とある企業の恋愛事情 -受付嬢と清掃員の場合-
第10話 二つに分かれた恋心
 津川を誘ったのはただの思いつきだ。意味なんてない。

 けれど美帆はその時のことを思い出して何度も恥ずかしさを覚えた。大それたことをしてしまった。穴があったら入りたい。

 映画に行った時からずっと津川のことを考えていた。津川が笑っていた顔も、泣いていた顔も、拗ねていた顔も、やけに鮮明に頭に残っている。

 そして自分の中にある感情は以前のような「真っ赤なもの」ではない。三十路の自分に不釣り合いな、甘酸っぱいものだ。

 しかし、私情を仕事に持ち込んではならない。いや、既に持ち込んでいるが、これ以上津川に振り回されてはならない。

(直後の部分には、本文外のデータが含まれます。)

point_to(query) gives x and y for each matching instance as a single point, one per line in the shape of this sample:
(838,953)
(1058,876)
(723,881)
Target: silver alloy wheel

 あの時、津川を見て放って置けなくなったことは事実だ。あまりにも無理をしているように見えたのでつい気になった。

 だが、受付嬢が一人の顧客を贔屓するなんてあってはならないことだ。それこそ自分の噂が本当のことになってしまう。

 にもかかわらず────。

「美帆、今日うち来る? お赤飯炊くよ?」

 更衣室で会うなり、沙織はやけに真剣(マジ)な瞳で切り出した。

「……誰から聞いたの? 詩音ちゃん?」

「さあ? 私が聞いたのは美帆が津川さんと何かあったてことだけ。内容は知らない。けど、大体わかるよ」

「ご想像のところ悪いけど、お赤飯なんて炊く必要ないから」

「何もなかったの? キスとかされなかった? 既成事実は?」

「なっ……何考えてるのよ! 会社でそんなことするわけなじゃないっ」

「なぁんだ。つまんないの」

 何をがっかりしているのだろう。そもそも、津川とはそんな間柄ではない。

 だがこの調子では受付嬢全体がそう認識しているのではないだろうか。ただでさえ噂好きの彼女達のことだ。暇を持て余してあれこれ尾鰭をつけて触れ回るだろう。────同じ部署内で。

「悪いけど、みんなの期待には添えません。津川さんは取引先の社長。受付嬢が手を出していい相手じゃない」

「何そんな堅いこと言ってるの。社員が取引先の社長と付き合っちゃいけない規則でもあるの?」

「これ以上変な噂言われたくないの。それに、万が一付き合って別れたらどうするの? 会社の不利益になるようなことして降格させられたら? 絶対無理!」

「そんな真剣にならなくても。取引先と付き合ってる子なんて珍しくないって。っていうか、付き合うこと考えてたの?」

「ものの例え。とにかく、何もなかったから」

 本当はそんなことないが、沙織に言ったらお祭り騒ぎになるのでやめた。

 しかし、津川も津川だが、美帆は滝川のことも気になっていた。

 映画の日以来、滝川から連絡がない。一応フォローのメッセージは入れておいたが、忙しいのだろうか。今まで返事が返ってこないことがなかったので気になった。

 それに会社であまり会えなくなったので余計にだ。滝川が清掃を任されているのはこの藤宮コーポレーションだけらしいが、状況が変われば他のビルに回されることだってあるはずだ。

 気になったが連絡は出来なかった。何度も連絡するとうっとおしがられそうだし、忙しいならなおのことそっとしておいた方がいいように思えた。